PS : ich wohne in badenwürttemberg


----------



## Taxidermist (20. August 2013)

*AW: ab welchen alter darf man ALLEINE angeln*

@Fischjäger
So wie ich das einschätze, bekommst du mit bestandener Prüfung in BW den Fischereischein auf Lebenszeit,dass ist eigentlich eine glatte Lüge,weil du dennoch entweder alle 5 b.z.w. alle 10 Jahre aufs neue bezahlen musst!
Bei 5 Jahren sind dies ca.60€.
Mit diesem vollwertigen Fischereischein darfst du dann auch allein losziehen,wenn es deine Eltern denn erlauben!

Hieraus geht jedenfalls nichts anderes hervor:

http://www.lfvbw.de/79.0.html

Jürgen


----------



## Browning88 (20. August 2013)

*AW: ab welchen alter darf man ALLEINE angeln*



Taxidermist schrieb:


> @Fischjäger
> So wie ich das einschätze, bekommst du mit bestandener Prüfung in BW den Fischereischein auf Lebenszeit,dass ist eigentlich eine glatte Lüge,weil du dennoch entweder alle 5 b.z.w. alle 10 Jahre aufs neue bezahlen musst!
> Bei 5 Jahren sind dies ca.60€.
> Mit diesem vollwertigen Fischereischein darfst du dann auch allein losziehen,wenn es deine Eltern denn erlauben!
> ...


 
Ich glaube das ist etwas unglücklich erklärt.
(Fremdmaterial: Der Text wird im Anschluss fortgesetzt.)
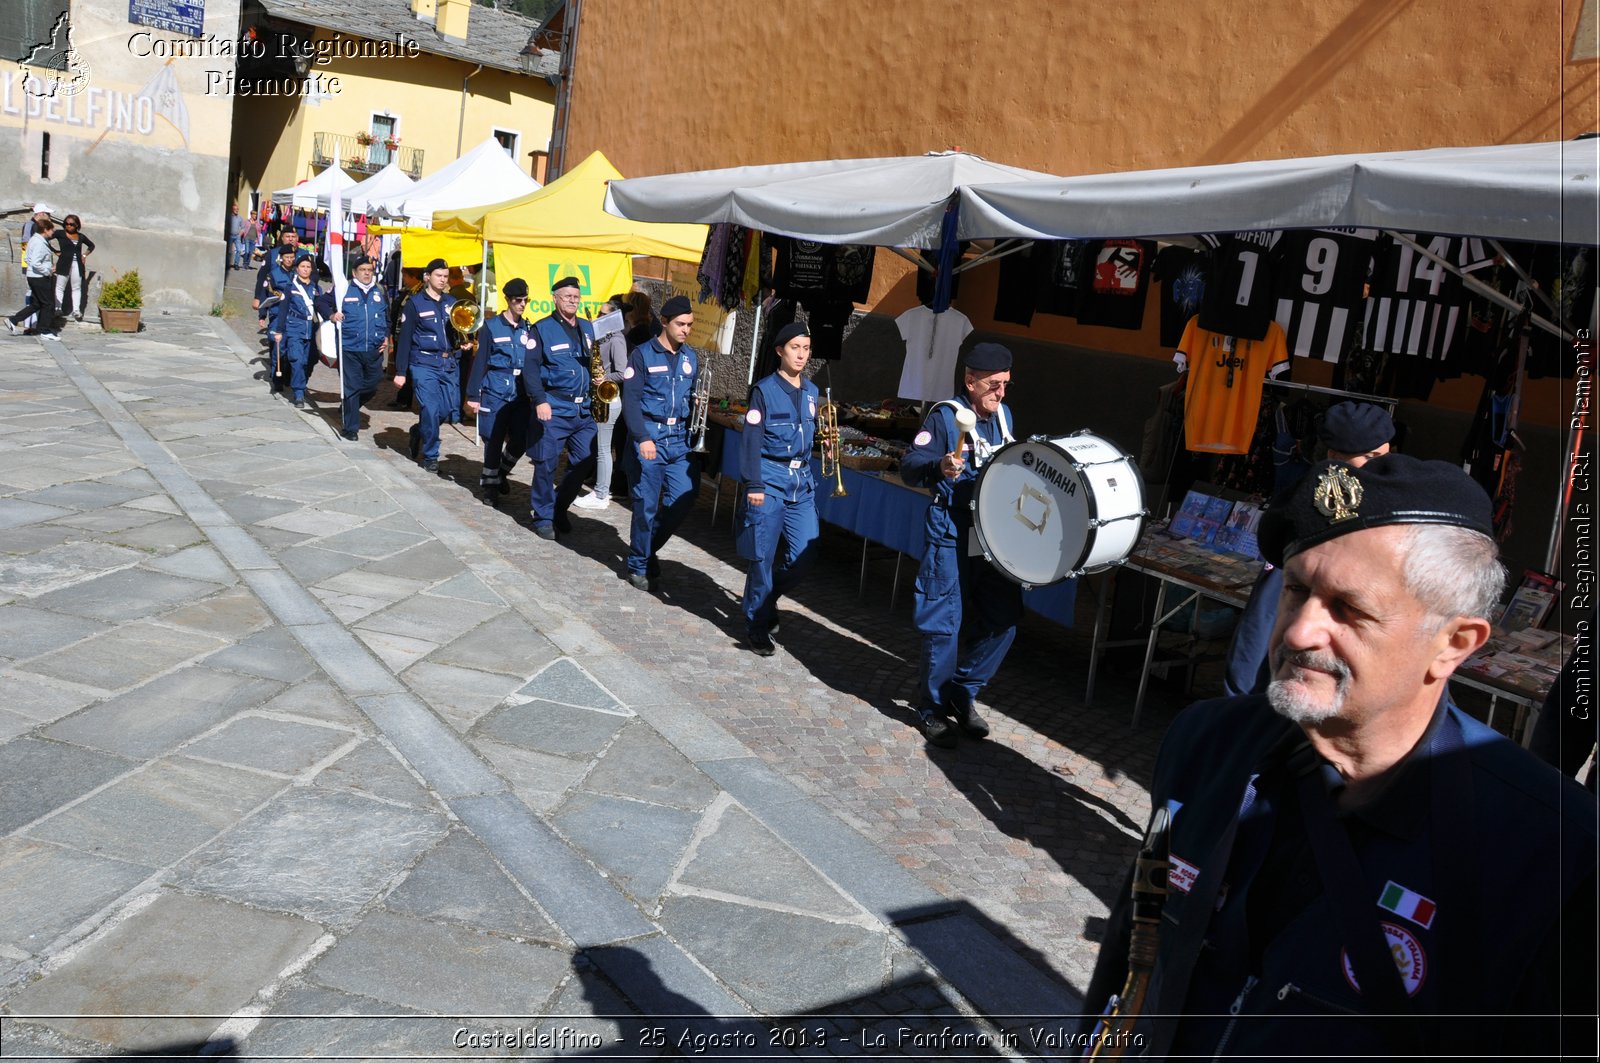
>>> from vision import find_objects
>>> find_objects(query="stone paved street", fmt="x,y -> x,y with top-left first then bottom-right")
0,272 -> 1199,1060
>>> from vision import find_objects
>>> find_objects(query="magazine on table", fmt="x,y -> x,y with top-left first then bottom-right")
1498,570 -> 1558,632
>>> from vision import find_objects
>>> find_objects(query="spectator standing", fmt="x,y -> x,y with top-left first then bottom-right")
51,215 -> 94,322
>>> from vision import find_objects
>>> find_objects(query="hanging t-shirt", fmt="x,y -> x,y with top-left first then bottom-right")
895,305 -> 973,401
994,243 -> 1044,326
1034,240 -> 1086,317
1075,238 -> 1155,330
1198,230 -> 1283,340
801,298 -> 852,361
1363,232 -> 1493,364
1154,245 -> 1209,347
915,241 -> 967,307
1179,317 -> 1291,455
770,238 -> 874,304
1271,227 -> 1378,363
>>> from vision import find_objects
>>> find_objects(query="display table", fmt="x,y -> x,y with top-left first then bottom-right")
709,423 -> 1076,627
1454,630 -> 1570,746
1085,525 -> 1263,729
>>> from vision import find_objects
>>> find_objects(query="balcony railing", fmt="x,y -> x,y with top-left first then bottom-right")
311,132 -> 424,179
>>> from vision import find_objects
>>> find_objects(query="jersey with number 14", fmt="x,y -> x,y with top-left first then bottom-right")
1364,233 -> 1493,361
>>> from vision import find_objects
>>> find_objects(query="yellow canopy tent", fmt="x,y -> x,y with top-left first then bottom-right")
431,151 -> 709,315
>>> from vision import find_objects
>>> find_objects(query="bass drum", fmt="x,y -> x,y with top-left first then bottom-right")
316,318 -> 340,368
970,432 -> 1146,587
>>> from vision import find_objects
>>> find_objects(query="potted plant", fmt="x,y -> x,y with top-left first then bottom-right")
354,130 -> 376,147
98,270 -> 142,332
383,134 -> 401,152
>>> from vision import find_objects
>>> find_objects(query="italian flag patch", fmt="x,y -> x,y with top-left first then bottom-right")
1378,881 -> 1436,929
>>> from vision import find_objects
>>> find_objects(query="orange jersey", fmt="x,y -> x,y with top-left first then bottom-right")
1180,318 -> 1289,454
Die bestandene Prüfung gilt auf Lebenszeit, der Bundesfischereischein KANN auch auf Lebenszeit gelten, es kann aber auch sein, dass der nach einer gewissen Periode abläuft und verlängert werden muss da er sonst die Gültigkeit verliert. ( Als ich noch in NRW gemeldet war musste ich auch alle 5 Jahre einen neuen Bundesfischereischein beantragen bzw. verlängern lassen, in Niedersachsen jetzt habe ich einen der wirklich einmalig ausgestellt wird und auch ohne Verlängerung ein Leben lang Gültigkeit hat )

Hinsichtlich alleine Angeln musst du auch bedenken, dass du vom Gesetzt her als unter 18 jähriger zu einer gewissen Uhrzeit entweder ältere Begleitung brauchst oder auch Heim musst. Es wird wahrscheinlich zwar eher seltener vorkommen dass ich wegen deinem Alter abends einer nach Hause schickt aber der Form halbe sei einmal drauf hingewiesen, also allein Nachts auf Aal ist nicht so ganz okay, ;-)
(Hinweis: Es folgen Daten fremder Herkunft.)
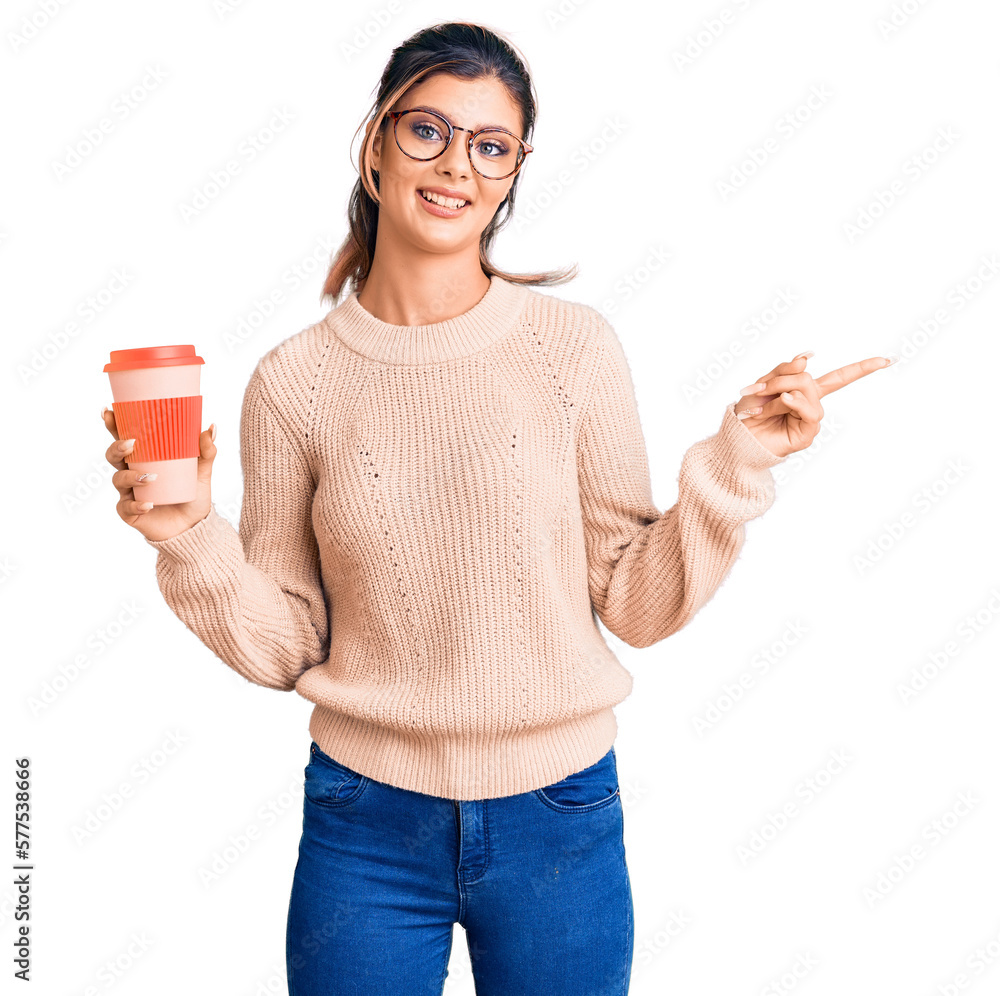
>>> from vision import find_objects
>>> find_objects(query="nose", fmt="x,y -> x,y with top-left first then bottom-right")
436,133 -> 472,178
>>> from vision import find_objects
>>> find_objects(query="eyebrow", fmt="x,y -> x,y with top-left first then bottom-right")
413,104 -> 512,133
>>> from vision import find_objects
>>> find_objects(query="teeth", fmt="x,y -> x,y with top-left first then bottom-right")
421,190 -> 468,209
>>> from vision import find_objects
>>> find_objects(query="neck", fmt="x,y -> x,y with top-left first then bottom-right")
328,271 -> 529,365
358,250 -> 491,327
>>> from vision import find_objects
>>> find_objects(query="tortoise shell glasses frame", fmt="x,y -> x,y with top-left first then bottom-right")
386,107 -> 534,181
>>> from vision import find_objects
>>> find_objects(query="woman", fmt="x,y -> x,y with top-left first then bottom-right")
101,21 -> 891,996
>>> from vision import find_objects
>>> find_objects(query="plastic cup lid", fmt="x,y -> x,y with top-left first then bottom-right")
104,344 -> 205,373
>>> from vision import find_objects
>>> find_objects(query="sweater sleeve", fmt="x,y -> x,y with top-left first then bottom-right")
577,320 -> 787,649
143,361 -> 330,690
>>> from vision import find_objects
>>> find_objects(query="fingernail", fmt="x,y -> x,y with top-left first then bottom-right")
210,422 -> 217,441
135,473 -> 158,482
121,438 -> 135,450
739,382 -> 766,396
883,354 -> 899,367
101,405 -> 110,420
794,350 -> 815,360
736,407 -> 762,420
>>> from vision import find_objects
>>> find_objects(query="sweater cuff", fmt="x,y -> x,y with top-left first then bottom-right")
144,504 -> 239,566
711,401 -> 788,473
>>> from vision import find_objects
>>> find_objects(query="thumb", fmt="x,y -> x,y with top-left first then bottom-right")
197,423 -> 218,481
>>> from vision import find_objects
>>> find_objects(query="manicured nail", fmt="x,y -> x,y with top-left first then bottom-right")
883,354 -> 899,367
210,422 -> 217,441
135,473 -> 158,482
101,406 -> 110,420
794,350 -> 815,360
121,438 -> 135,450
736,407 -> 763,420
739,382 -> 766,396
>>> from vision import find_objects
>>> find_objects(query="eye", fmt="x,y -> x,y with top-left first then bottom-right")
408,118 -> 444,142
475,137 -> 510,158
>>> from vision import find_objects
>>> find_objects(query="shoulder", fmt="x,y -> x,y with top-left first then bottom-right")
238,317 -> 333,448
515,280 -> 630,380
517,281 -> 608,338
249,315 -> 333,402
513,281 -> 620,372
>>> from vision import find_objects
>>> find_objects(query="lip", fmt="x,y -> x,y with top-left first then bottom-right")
416,187 -> 472,217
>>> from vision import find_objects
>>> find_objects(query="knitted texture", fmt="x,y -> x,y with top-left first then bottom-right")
145,275 -> 786,799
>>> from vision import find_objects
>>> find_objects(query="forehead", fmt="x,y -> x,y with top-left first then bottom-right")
401,75 -> 521,131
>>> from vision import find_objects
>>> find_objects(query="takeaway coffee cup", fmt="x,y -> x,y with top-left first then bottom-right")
103,345 -> 205,505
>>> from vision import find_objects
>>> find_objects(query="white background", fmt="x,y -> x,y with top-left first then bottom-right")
3,1 -> 999,993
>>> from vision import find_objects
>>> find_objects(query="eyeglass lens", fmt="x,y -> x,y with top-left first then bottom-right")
396,110 -> 523,178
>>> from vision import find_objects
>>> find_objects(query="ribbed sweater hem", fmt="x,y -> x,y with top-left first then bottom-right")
307,703 -> 619,801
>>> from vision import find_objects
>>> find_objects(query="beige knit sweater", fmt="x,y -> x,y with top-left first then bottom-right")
145,274 -> 786,800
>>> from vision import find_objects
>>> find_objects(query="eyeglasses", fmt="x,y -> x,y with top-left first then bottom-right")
387,107 -> 533,180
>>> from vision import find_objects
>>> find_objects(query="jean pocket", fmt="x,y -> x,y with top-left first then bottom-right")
303,741 -> 369,807
535,748 -> 620,813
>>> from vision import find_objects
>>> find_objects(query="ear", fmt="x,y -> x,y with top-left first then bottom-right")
371,129 -> 382,171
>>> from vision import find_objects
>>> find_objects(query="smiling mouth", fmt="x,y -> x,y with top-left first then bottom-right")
418,189 -> 470,209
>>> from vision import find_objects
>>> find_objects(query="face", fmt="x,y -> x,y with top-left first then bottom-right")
370,74 -> 526,255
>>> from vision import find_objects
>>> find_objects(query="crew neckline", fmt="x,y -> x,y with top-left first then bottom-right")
327,274 -> 529,365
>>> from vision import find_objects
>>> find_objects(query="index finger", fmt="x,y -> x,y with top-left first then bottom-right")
102,408 -> 128,470
814,356 -> 892,398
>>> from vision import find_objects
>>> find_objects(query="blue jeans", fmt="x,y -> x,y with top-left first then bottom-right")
286,740 -> 634,995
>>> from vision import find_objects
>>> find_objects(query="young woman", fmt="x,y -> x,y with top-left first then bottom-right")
102,21 -> 892,996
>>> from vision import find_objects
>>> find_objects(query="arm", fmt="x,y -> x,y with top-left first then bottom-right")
577,320 -> 786,649
144,360 -> 329,690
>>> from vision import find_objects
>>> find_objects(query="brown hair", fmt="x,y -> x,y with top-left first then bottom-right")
319,21 -> 577,307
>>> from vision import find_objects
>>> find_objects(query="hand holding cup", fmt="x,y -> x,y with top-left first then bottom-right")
101,409 -> 218,541
102,343 -> 216,541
Jetzt fühl ich mich so alt...


----------



## olaft64 (20. August 2013)

Du darfst im Rahmen des Jugendschutzgesetzes allein angeln, auch mit 14 (nicht bis Mitternacht u.a.). 

Du darfst nur erst ab 18 Jahren andere Jugendangler (mit dem Jugendschein) beaufsichtigen. 

Gruß Olaf


----------



## Taxidermist (20. August 2013)

*AW: ab welchen alter darf man ALLEINE angeln*



> Ich glaube das ist etwas unglücklich erklärt. Die bestandene Prüfung  gilt auf Lebenszeit, der Bundesfischereischein KANN auch auf Lebenszeit  gelten


Ich komme auch aus NRW (Prüfung 1972 Köln) und lebe nun in BW.
Leider muss ich dir wiedersprechen, da ich vielleicht unglücklich formuliert
habe, aber dennoch richtig erklärt habe!
Den einzig wahren Fischereischein auf Lebenzeit bekommst du in Bayern,wo je nach Lebensalter gestaffelt, eine Gebühr erhoben wird und man diesen Schein auch niemals mehr auf dem Amt verlängern lassen muss.
Hier in BW muss man wie gehabt, alle Jahre wieder Verwaltungsgebühren, sowie Fischereiabgabe löhnen!
Der einzige Unterschied zum bisherigen Schein, den ich gerade abgeben musste ,i st der winzige Aufdruck "auf Lebenszeit", der allerdings,da ja weiterhin regelmäßig Gebühren zu entrichten sind, eine Lüge ist.

Jürgen


----------



## Locke4865 (20. August 2013)

*AW: ab welchen alter darf man ALLEINE angeln*

ist in Sachsen jetzt auch auf Lebenszeit
einmal zahlen und gut


----------



## Andal (21. August 2013)

*AW: ab welchen alter darf man ALLEINE angeln*



Browning88 schrieb:


> Die bestandene Prüfung gilt auf Lebenszeit, der Bundesfischereischein KANN auch auf Lebenszeit gelten.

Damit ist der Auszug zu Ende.